1) The pension managers WERE some of the most sophisticated investors on the planet.
So what the hell happened? You originally called them "irresponsible." Now you've edited to call them "stupid." What's your theory about what happened to these world-class investors? My point being, they can't simultaneously be in the "most sophisticated" class, and also in the "irresponsible" / "stupid" class.
Kickbacks? Got overly greedy and mis-fired? It could happen to literally anyone? Bad luck?
2) The pension managers WERE NOT some of the most sophisticated investors on the planet.
I agree with your assessment that they SHOULD HAVE BEEN. So what the hell happened? Did they lie when they were hired? Did they have a great track record (luck?), but flubbed this? Or did the person who hired them and put them in charge (the mayor?) trust someone they shouldn't have?
The real victims are the pensioners, and this story should be investigated. If not on their behalf, then as a lesson for other pensioners, pension managers, and the people who manage pension managers.
I edited it because "irresponsible" wasn't strong enough in this case. What they did was idiotic. I think they were on the stupid side...with this kind of money floating around, any hint of kickbacks or corruption would quickly float to the surface. I'm sure that the funds they invested in were run by world class investors, but the pension manager(s) simply didn't understand the implications of the fee agreement.
I don't think that the pension managers were sophisticated, but rather were idiots. They went to world class bankers to deal with the money, who did a world class job of creating an awesome fee structure for themselves.
Isn't the blame falling to the pension managers who picked the hedge fund, and the victims are the individual pensioners who each have negligible influence over decisions? Or am I misunderstanding something?

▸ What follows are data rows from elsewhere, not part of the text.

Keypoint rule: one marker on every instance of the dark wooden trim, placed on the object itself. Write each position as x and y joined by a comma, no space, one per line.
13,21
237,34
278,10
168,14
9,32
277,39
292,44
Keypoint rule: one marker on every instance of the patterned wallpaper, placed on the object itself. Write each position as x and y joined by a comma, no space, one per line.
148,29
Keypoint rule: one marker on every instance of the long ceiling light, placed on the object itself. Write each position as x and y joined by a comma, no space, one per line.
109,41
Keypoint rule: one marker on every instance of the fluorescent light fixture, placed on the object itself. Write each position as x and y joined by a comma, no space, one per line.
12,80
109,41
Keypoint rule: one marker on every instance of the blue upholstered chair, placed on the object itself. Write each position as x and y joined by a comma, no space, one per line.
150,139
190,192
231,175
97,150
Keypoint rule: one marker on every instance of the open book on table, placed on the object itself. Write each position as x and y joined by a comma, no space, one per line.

That is primarily why these numbers seems so ridiculous - the market had a few bad years, and then came back around. The people in charge of deploying this money should negotiate better terms, like paying fees only on net returns over longer periods of time (5 years instead of one year, for example). At the end of the day, it's their own fault for cutting lousy deals. $160 billion gives you a pretty big bargaining chip on fees.